Teaching My Kids ASL When I’m Partially Deaf: Why It Matters

Introduction

When I first started losing hearing in my left ear, I didn’t know how deeply it would ripple through my life. I thought I’d just “adjust.” But parenting while partially deaf is a different kind of challenge, one that changed how I communicate, how I listen, and how I teach love without always using words.

This is the story of why I started teaching my kids ASL (American Sign Language), and why I believe every family—deaf, hearing, or somewhere in between can benefit from learning it too.


Why I Needed a New Language

I have about 95% hearing loss in my left ear. Most days, it’s not “obvious” to anyone but me. But it affects everything from understanding directions in loud rooms to hearing my kids when they’re behind me. I’ve smiled and nodded more times than I care to admit, not because I understood, but because I didn’t want to make anyone uncomfortable.

That mindset changes when you’re raising kids. You don’t want to miss a word they say… and you want them to never feel missed.


ASL Gave Us a Bridge

ASL became more than a tool—it became our shared language.

  • When the house is noisy, I can still “hear” them.
  • When they want to express something without yelling, they can sign.
  • When I’m tired, overstimulated, or simply need quiet—we can still connect.
    Even my youngest picked up signs quickly. It became a game, a superpower, a secret code in the middle of a loud world.

Teaching ASL as a Family Practice

I didn’t turn into a certified ASL instructor overnight. I started small:

  • One sign a day. (“Please,” “Thank you,” “More,” “Help.”)
  • Practice at the dinner table: simple things like “milk,” “done,” or “I love you.”
  • Began taking online courses from a local college to expand my vocabulary.
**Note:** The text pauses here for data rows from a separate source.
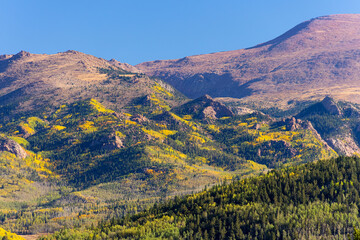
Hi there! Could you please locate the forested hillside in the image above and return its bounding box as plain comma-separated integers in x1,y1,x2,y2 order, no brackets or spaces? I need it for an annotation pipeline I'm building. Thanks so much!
44,157,360,239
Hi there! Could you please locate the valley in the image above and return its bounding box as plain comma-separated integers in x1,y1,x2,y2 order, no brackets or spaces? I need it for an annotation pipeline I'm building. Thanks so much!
0,14,360,239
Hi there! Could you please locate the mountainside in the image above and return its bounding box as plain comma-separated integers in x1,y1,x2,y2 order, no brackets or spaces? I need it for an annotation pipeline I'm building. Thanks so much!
43,157,360,240
0,51,352,234
136,14,360,107
0,51,182,117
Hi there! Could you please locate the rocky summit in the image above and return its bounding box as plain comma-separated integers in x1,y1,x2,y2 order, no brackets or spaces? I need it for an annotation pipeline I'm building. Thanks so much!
136,14,360,107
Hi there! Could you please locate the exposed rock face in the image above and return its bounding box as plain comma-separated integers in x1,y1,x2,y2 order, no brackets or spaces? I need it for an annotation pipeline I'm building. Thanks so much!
136,14,360,105
131,114,149,123
321,96,342,115
174,95,234,119
328,134,360,156
0,136,28,159
90,133,124,151
283,117,331,150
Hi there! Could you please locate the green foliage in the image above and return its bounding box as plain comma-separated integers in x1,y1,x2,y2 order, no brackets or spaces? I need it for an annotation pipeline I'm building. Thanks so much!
46,157,360,239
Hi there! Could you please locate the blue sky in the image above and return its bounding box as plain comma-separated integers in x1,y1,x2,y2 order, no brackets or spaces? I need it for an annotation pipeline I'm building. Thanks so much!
0,0,360,64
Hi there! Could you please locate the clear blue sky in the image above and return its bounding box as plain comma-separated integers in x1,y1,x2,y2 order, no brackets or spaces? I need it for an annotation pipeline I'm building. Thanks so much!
0,0,360,64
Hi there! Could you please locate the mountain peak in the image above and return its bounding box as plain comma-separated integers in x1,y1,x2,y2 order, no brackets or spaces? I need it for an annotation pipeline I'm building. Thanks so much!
136,14,360,107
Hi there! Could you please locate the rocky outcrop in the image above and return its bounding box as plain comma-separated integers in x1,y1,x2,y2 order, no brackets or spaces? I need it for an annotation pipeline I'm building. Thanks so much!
327,134,360,156
282,117,331,150
130,114,149,123
136,14,360,105
174,95,234,119
321,96,342,115
90,133,124,151
0,136,28,159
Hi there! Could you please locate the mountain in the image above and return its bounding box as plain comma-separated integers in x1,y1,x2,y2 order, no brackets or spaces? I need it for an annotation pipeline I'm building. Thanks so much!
0,51,184,117
0,51,346,234
136,14,360,108
43,157,360,240
296,96,360,156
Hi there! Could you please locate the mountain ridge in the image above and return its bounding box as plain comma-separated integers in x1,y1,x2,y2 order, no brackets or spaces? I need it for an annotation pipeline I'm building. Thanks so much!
136,14,360,106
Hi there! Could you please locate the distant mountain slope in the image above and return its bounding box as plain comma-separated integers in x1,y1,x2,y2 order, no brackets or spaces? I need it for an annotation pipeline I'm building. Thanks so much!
42,157,360,240
0,51,183,115
136,14,360,106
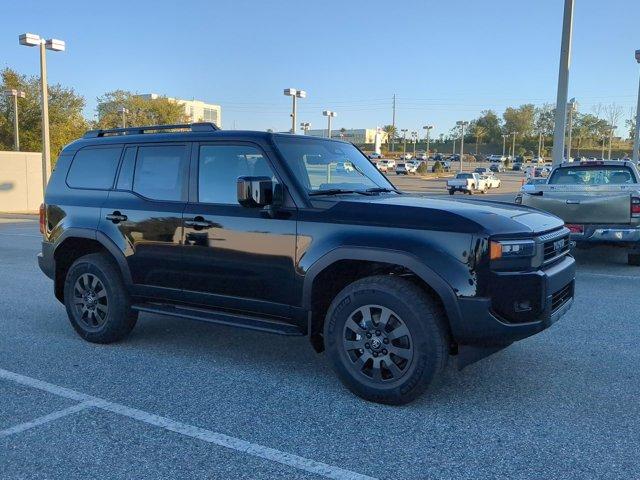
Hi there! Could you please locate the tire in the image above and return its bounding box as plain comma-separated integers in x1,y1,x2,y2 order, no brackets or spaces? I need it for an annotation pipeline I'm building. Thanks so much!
627,253,640,267
64,253,138,343
324,275,449,405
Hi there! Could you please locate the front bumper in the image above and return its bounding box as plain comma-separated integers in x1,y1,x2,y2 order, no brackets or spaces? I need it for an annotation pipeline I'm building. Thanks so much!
38,242,56,280
452,256,575,347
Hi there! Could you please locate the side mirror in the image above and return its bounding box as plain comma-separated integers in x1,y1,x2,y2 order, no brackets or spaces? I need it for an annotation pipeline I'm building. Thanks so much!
237,177,273,208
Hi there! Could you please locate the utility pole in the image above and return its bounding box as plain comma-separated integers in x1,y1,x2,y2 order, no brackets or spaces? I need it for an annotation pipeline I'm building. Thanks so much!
553,0,574,167
633,50,640,165
5,88,26,152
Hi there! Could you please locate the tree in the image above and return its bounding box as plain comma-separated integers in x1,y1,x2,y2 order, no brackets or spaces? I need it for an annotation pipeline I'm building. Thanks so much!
96,90,188,128
502,103,536,138
0,68,88,162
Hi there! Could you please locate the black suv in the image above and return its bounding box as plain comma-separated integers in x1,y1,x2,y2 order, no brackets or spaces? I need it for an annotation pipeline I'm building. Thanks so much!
38,123,574,403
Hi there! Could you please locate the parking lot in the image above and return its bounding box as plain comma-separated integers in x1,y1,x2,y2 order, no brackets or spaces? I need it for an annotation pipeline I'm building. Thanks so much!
0,186,640,479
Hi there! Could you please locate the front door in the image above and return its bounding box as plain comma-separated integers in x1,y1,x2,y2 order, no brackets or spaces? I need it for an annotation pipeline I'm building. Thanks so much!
100,144,190,300
182,142,296,317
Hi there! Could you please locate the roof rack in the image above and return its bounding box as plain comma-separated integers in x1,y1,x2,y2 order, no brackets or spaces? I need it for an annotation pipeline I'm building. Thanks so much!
83,122,220,138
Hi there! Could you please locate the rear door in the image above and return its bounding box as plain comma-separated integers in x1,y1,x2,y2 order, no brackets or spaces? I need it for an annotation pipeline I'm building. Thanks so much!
100,143,191,299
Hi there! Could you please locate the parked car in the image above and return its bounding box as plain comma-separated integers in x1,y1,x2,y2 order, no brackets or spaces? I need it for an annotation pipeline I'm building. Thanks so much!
38,123,576,404
336,162,356,173
396,162,418,175
520,161,640,265
447,173,489,195
480,172,502,189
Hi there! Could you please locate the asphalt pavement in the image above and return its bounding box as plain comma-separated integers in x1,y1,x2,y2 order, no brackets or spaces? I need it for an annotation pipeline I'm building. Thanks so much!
0,189,640,480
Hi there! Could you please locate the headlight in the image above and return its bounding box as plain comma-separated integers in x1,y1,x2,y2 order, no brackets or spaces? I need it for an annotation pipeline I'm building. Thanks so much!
490,240,536,260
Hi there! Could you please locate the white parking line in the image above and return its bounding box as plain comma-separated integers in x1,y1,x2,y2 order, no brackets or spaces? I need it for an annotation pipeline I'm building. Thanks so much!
0,402,93,437
0,368,375,480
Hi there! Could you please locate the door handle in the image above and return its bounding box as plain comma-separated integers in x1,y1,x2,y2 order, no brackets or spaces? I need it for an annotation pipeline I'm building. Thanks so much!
104,210,128,223
184,216,213,230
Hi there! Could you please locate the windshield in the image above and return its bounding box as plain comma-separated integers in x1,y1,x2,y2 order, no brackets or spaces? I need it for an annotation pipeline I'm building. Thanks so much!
274,136,394,193
547,165,637,185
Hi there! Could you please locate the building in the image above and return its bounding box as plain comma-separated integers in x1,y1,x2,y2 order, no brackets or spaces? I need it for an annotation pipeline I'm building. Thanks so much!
140,93,222,128
307,128,387,145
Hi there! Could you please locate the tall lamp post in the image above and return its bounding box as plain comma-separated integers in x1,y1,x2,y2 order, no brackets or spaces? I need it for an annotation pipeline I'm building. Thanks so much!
18,33,65,196
322,110,337,138
284,88,307,134
553,0,575,167
633,50,640,164
422,125,433,158
5,88,26,152
456,120,469,171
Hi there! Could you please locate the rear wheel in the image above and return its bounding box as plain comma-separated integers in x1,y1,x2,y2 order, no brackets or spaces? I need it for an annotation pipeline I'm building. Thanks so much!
64,253,138,343
324,276,448,404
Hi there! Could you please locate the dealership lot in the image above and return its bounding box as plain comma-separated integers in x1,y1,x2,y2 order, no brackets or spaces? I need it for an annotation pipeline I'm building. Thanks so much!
0,192,640,479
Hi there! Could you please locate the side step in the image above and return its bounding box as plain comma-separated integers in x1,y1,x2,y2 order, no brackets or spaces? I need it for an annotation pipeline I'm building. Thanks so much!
131,303,304,336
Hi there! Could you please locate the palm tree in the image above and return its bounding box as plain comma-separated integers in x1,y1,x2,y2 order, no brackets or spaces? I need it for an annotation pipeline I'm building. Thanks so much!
473,125,487,155
382,125,398,148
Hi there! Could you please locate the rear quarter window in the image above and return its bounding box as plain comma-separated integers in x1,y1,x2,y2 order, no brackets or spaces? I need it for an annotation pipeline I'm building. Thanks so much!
67,147,122,190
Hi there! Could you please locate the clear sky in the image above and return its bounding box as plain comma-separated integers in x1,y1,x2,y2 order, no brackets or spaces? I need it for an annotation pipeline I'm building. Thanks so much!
0,0,640,134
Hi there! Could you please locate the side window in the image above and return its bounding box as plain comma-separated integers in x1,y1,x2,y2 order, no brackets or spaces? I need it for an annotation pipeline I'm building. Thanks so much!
116,147,138,190
133,145,189,201
67,147,122,190
198,145,276,205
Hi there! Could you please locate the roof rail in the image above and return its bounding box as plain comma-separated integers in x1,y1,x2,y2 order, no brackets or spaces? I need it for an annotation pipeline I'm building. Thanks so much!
82,122,220,138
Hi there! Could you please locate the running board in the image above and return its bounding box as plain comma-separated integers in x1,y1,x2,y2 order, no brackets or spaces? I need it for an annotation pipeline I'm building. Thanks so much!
131,303,304,336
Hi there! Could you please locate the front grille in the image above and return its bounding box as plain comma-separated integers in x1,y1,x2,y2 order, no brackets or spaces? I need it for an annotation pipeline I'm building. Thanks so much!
551,282,573,313
542,231,571,263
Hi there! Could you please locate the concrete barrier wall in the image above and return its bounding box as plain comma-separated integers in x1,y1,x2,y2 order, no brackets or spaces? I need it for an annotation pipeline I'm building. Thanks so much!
0,152,42,213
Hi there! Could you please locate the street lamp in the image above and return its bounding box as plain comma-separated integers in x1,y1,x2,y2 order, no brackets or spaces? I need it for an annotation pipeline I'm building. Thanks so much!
502,133,509,157
284,88,307,133
422,125,433,158
120,107,129,128
18,33,65,197
633,50,640,164
456,120,469,171
322,110,338,138
400,128,408,155
4,88,25,152
567,98,579,160
553,0,575,167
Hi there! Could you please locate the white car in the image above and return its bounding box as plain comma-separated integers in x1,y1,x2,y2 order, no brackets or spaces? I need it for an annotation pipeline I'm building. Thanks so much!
480,172,502,188
336,162,356,173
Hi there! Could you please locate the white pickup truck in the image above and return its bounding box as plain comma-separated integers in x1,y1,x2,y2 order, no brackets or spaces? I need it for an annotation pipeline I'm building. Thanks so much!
516,161,640,265
447,172,489,195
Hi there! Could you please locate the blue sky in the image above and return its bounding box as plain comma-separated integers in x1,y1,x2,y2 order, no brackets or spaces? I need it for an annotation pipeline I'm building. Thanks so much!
0,0,640,138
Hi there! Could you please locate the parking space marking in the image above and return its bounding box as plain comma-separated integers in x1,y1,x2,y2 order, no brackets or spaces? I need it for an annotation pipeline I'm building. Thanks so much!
0,402,94,437
0,368,375,480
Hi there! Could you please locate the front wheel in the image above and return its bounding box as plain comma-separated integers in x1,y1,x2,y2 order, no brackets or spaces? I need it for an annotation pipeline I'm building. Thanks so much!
324,276,448,405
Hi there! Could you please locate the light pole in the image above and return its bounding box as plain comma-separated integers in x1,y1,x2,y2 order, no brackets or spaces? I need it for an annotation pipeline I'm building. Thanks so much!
18,33,65,196
567,98,578,160
322,110,337,138
120,107,129,128
400,128,408,156
633,50,640,165
553,0,574,167
502,133,509,157
5,88,26,152
422,125,433,155
284,88,307,134
456,120,469,172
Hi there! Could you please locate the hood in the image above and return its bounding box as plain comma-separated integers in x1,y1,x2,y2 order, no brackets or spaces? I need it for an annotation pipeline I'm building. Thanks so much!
322,194,564,237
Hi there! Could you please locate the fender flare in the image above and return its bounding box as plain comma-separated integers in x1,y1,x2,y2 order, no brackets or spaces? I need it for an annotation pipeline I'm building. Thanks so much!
302,247,461,324
53,227,133,287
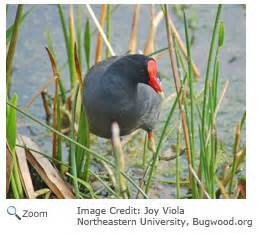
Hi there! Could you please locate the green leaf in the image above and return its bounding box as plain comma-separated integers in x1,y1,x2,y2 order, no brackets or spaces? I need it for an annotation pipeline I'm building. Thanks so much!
219,22,224,47
6,94,17,150
6,6,35,44
84,19,91,70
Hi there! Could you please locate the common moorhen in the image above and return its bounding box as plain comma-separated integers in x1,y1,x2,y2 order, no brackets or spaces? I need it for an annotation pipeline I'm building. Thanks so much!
84,54,164,150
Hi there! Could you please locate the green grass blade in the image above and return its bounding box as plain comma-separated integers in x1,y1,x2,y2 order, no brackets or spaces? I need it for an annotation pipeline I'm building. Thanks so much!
84,19,91,71
6,4,23,94
7,101,149,198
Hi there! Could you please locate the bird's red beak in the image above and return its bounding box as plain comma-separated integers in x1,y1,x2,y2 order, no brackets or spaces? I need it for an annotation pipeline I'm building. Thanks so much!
147,59,165,98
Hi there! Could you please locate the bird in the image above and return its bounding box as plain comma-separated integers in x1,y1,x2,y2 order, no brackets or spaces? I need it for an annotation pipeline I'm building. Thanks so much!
83,54,164,151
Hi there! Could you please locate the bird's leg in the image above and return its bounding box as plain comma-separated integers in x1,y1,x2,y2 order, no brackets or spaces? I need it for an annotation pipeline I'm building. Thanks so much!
147,131,156,153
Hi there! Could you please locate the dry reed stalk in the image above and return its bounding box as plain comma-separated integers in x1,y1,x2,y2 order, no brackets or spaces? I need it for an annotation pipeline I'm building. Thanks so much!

Sometimes they taught me new signs they’d learned from books or online. It wasn’t always perfect, but it was consistent, and it became ours.


What It Taught My Kids

It taught them empathy.
It showed them how to communicate with someone who sees the world differently.
It made them aware that not everyone hears, not everyone speaks, and that communication is more than just sound.

They learned to look at people when they speak. They picked up on nonverbal cues. And they learned that love isn’t always loud; it can be shown with hands, with eyes, with presence.


Why It Matters (Even If You’re Not Deaf)

ASL is a language of inclusion. Teaching it to your children, whether you need it or not, builds awareness, kindness, and patience.
It opens up a world where fewer people are left out. And that matters.

For me, it helped reclaim control in a space where I often felt helpless. For my kids, it gave them confidence and compassion.

And for all of us, it built something that doesn’t depend on sound:
Connection.


Final Thoughts

You don’t need a diagnosis to learn ASL. You don’t need to be fluent to start. You just need to care enough to try.
For families like mine, where partial hearing loss can sometimes feel like isolation, ASL becomes a lifeline.
And sometimes… it becomes the warmest “I love you” you’ll ever see.